Wluma sort of answers that question but I have my cameras always covered for privacy so I couldn't really use it. Tried to experiment with an external (Zigbee-connected) luminance sensor but never managed to get it well.

Ended up writing a Plasma tray applet for quickly switching between "sun mode" and "clouds mode" with a single click (and adjusting both built-in and external display at once). Sometimes this is a saner option than "UX uncanny valley" automation.

jeffbee 14 hours ago

Interesting. I've always wondered how other platforms do this. The only one I have studied is ChromeOS. Believe it or not, ChromeOS uses an online learning model to learn the user's preferred transfer function from ambient light to display brightness.

https://chromium-review.googlesource.com/c/chromium/src/+/12...

jauntywundrkind 14 hours ago

Anything has to be better than Android, man. Samsung's "adaptive" brightness being full loss of control, only using the one map that's builtin is infuriating. It should also be capable of adapting to what I want, somewhat, too, at the same time.

Adaptive meaning "you have no control" is so typical of computing, so bad.
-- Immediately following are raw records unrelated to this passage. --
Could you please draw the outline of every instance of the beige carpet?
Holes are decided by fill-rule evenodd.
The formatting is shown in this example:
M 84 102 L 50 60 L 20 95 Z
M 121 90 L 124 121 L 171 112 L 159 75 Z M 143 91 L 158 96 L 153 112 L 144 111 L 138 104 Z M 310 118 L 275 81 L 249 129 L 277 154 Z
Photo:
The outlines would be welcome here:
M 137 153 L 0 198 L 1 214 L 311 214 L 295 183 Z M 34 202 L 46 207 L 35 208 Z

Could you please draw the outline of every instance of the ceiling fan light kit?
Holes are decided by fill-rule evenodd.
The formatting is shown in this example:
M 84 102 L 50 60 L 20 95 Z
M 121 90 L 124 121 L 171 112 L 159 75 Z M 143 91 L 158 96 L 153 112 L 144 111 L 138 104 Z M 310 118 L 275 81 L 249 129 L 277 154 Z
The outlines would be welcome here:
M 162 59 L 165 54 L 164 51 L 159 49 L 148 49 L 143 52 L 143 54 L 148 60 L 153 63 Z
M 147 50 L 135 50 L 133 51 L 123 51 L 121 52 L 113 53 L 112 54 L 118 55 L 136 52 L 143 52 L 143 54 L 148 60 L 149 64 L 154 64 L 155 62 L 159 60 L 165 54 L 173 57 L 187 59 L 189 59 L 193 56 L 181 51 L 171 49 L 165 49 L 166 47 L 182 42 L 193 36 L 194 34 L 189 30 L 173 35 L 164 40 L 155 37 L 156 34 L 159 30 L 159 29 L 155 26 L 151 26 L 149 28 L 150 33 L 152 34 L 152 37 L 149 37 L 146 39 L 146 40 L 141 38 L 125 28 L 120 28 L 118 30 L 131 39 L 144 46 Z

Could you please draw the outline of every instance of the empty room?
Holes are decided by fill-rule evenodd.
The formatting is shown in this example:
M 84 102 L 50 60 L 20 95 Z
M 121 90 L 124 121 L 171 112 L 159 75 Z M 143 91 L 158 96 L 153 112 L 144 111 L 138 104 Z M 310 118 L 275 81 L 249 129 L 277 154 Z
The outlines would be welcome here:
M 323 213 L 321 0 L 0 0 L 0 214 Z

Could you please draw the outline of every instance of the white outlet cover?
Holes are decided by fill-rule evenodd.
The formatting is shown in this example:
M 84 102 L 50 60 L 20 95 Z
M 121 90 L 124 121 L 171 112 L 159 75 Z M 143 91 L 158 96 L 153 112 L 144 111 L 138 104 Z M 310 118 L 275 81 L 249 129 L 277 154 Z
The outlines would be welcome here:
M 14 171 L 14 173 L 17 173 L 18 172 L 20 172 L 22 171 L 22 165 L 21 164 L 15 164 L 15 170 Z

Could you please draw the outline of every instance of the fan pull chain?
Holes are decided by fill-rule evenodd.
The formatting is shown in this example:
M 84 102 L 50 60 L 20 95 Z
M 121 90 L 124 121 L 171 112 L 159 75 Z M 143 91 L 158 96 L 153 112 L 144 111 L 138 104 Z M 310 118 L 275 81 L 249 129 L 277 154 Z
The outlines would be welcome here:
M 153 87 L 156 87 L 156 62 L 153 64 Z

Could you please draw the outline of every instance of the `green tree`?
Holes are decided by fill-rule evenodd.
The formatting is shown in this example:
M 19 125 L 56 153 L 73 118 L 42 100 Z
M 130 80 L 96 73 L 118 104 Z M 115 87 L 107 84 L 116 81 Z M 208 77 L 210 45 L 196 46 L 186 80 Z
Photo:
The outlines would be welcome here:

Especially on phones, where yes we need mass market acceptability but where these kinds of fixedness really hamper people so much. The more constrained platforms are the ones where it's most important of all that we have adaptability & extensions, freedom to use our options well.

On the ALS (ambient light sensor ) front: anybody else out there with a ColorHug ALS (or two) they have barely used at all? Would be lovely to make use of this more, even a decade and change down the road!! https://blogs.gnome.org/hughsie/2015/03/17/introducing-color...

  • gwerbin 13 hours ago

    Reminds me of the libinput mouse acceleration situation. Even now that they support more configuration for mouse acceleration, a lot of desktop settings UIs abstract it all away to the point where the actual effect of a setting change is impossible to discern from the UI.

    It's do-it-like-Apple disease. Apple gets away with it because they hire the best designers and do serious UX/HCI research. And even then the Apple experience is a blend of sublime wonderment and intense frustration.

    By contrast, the level of care for the user and open configurability and KDE makes it the best desktop environment on Linux.

  • tux3 13 hours ago

    There's usually a large gap between Android and Samsung. If you've tried Samsung, it's not necessarily going to be the same, even if they started from AOSP.